Slow Queries? Move Fast to Fix Them
What Are the Effects of Slow Queries?
Slow queries can have serious negative impacts on your business. The impacts will vary depending on your architecture, industry, or application, but the bottom line is to not ignore them. Let’s discuss whom and what they will impact.
Slow Queries Affect Users
Quick response time is the key to making end users happy. In many cases, what users end up seeing on a webpage comes straight from the database with minimal hops in between. That means application response time is primarily just database response time and query latency. Having slow queries means your users are more likely to see spinners or loading screens instead of the information they’ve requested.
For more on application response times and user satisfaction, check out the Apdex metric.
Slow Queries Affect Other Parts of a System
For most web architectures, like the three-tier architecture, the database is often at the bottom of the stack. It’s the foundation. When there’s high latency at the foundation of a system, it bubbles up to higher levels and affects other components of a system.
Database latency escalates to APIs and applications, and eventually end users.
Slow Queries Can Lead to Inefficient Use of Resources
Slow queries can mean your database does more work than it needs to, which means it’s using more resources than it needs to. When limited resources like CPU or I/O run out, everything can start to slow down. Inefficient use of resources is also a problem when you’re not using the resources you have. For example, if your database has a locking problem, you could have slow queries without saturating any of your resources.
Why Are Queries Slow?
Now that we have an idea of the consequences of slow queries, let’s think about why queries are slow in the first place. Let’s focus on the three biggest reasons:
- Queries may have a lot of work to do
- Queries may not have resources to do work quickly
- Queries may be waiting
Queries May Have a Lot of Work to Do
Query execution involves doing work like reading data from storage, performing computation, and organizing data together in different ways. There are lots of factors involved! For example, if your data set can fit comfortably in memory, then reading data from storage will never be a significant part of the equation. Other factors like grouping, filtering, joining tables together, and sorting introduce their own complexities in terms of how much work is done.

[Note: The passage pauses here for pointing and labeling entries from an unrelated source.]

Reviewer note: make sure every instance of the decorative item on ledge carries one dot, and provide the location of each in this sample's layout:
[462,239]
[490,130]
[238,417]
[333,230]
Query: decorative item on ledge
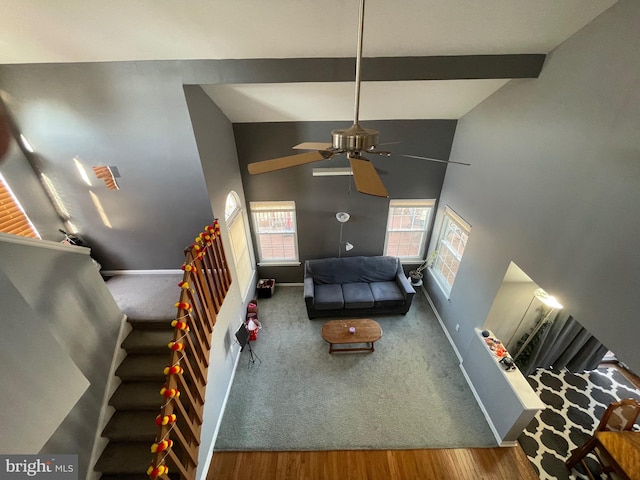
[499,350]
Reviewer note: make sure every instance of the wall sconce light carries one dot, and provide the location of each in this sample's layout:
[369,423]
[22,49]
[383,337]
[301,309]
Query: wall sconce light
[343,217]
[549,301]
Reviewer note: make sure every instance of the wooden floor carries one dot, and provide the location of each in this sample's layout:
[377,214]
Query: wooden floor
[456,464]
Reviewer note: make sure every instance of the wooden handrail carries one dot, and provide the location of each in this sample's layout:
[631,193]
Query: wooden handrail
[204,286]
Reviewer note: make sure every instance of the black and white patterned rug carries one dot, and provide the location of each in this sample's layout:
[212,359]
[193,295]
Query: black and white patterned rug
[575,404]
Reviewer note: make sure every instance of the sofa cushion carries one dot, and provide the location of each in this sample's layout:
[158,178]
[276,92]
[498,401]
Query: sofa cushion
[386,294]
[328,297]
[352,269]
[357,295]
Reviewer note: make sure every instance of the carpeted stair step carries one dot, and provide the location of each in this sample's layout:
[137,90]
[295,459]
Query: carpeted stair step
[143,367]
[132,426]
[124,458]
[137,396]
[147,341]
[134,476]
[151,324]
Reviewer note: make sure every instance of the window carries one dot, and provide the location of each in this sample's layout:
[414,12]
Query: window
[452,241]
[13,219]
[234,219]
[274,225]
[407,228]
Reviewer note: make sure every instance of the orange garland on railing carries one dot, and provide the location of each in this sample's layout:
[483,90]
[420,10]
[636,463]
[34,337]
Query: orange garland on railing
[203,241]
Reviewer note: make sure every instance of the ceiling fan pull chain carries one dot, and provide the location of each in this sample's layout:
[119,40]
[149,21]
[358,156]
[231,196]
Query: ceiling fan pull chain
[356,107]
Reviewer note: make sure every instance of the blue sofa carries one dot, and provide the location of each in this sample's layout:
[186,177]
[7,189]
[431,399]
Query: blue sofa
[356,287]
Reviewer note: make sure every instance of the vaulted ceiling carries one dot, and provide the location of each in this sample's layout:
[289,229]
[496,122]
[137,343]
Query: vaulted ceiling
[40,31]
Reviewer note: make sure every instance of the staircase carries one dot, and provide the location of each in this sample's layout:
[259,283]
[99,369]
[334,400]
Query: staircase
[132,428]
[150,302]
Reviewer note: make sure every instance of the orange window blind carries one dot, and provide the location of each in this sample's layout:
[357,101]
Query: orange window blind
[12,217]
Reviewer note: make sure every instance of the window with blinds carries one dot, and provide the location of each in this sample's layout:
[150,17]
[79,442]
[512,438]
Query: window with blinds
[234,218]
[13,219]
[408,226]
[274,225]
[452,241]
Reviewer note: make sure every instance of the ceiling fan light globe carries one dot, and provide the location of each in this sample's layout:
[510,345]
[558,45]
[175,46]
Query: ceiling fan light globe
[354,139]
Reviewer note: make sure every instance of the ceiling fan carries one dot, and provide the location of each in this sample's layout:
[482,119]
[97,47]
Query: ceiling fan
[354,141]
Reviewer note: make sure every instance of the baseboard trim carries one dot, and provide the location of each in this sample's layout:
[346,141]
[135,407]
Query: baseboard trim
[140,272]
[444,329]
[99,442]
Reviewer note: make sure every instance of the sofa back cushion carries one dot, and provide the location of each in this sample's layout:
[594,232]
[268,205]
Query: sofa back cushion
[352,269]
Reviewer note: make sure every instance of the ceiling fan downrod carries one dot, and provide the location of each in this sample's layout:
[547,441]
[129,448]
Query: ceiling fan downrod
[356,138]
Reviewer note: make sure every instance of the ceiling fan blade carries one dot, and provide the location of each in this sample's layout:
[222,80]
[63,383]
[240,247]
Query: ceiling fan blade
[366,177]
[435,160]
[313,146]
[287,162]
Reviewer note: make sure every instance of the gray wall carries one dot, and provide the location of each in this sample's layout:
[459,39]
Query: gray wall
[60,294]
[130,115]
[133,115]
[319,198]
[25,184]
[554,186]
[214,137]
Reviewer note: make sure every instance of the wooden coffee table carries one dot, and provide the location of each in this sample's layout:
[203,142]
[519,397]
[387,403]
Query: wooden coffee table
[336,332]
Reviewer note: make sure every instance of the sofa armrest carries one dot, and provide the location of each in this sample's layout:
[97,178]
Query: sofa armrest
[308,288]
[405,285]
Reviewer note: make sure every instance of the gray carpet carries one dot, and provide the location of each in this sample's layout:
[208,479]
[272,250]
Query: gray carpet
[146,297]
[407,394]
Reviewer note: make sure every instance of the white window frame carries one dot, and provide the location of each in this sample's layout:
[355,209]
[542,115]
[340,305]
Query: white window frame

In general, the more data you have, the more work queries generally have to do to give you the results you want. A full table scan means a query has to read all of the rows in a table. If there are billions of rows, this will take a while no matter what. The “Use The Index, Luke” database performance guide has a great section on data volume and query performance.
Queries May Not Have Resources to Do Work Quickly
Even if your query doesn’t have to do a lot of work, its execution isn’t isolated from the rest of the work being done in a system. If your resources like disk I/O, network throughput, or CPU are at capacity, then your queries can take more time to run.
Queries May Be Waiting
Maybe your queries do relatively little work, aren’t starved for resources, and are still slow because they’re waiting. Often, queries are waiting on other queries because locks at the data level (row locks) or higher level activity like flushing data out to disk or performing maintenance on a global cache.
How to Find and Improve Slow Queries
The query profiler in Database Performance Monitor (DPM) can show you top queries consuming a large portion of your database’s execution time without using indexes. In many cases, adding an index reduces the amount of data the server needs to examine to run the query and improves execution speed.
DPM also performs SQL analysis to let you know if a query could use improvement based on best practices.
DPM also captures explain plans automatically, so you can immediately see the execution plan of a slow query, and see how it changes over time or across hosts.
The charts page has plenty of organized key system performance metrics to let you know when a system resource is hitting its limits. Note that you can set a threshold alert on any metric, so you can receive notifications before a disaster happens.
In the End
The impacts of slow queries will vary in severity depending on your architecture, industry, or application but the bottom line is to not ignore them, as doing so could have a detrimental impact on your business and user satisfaction.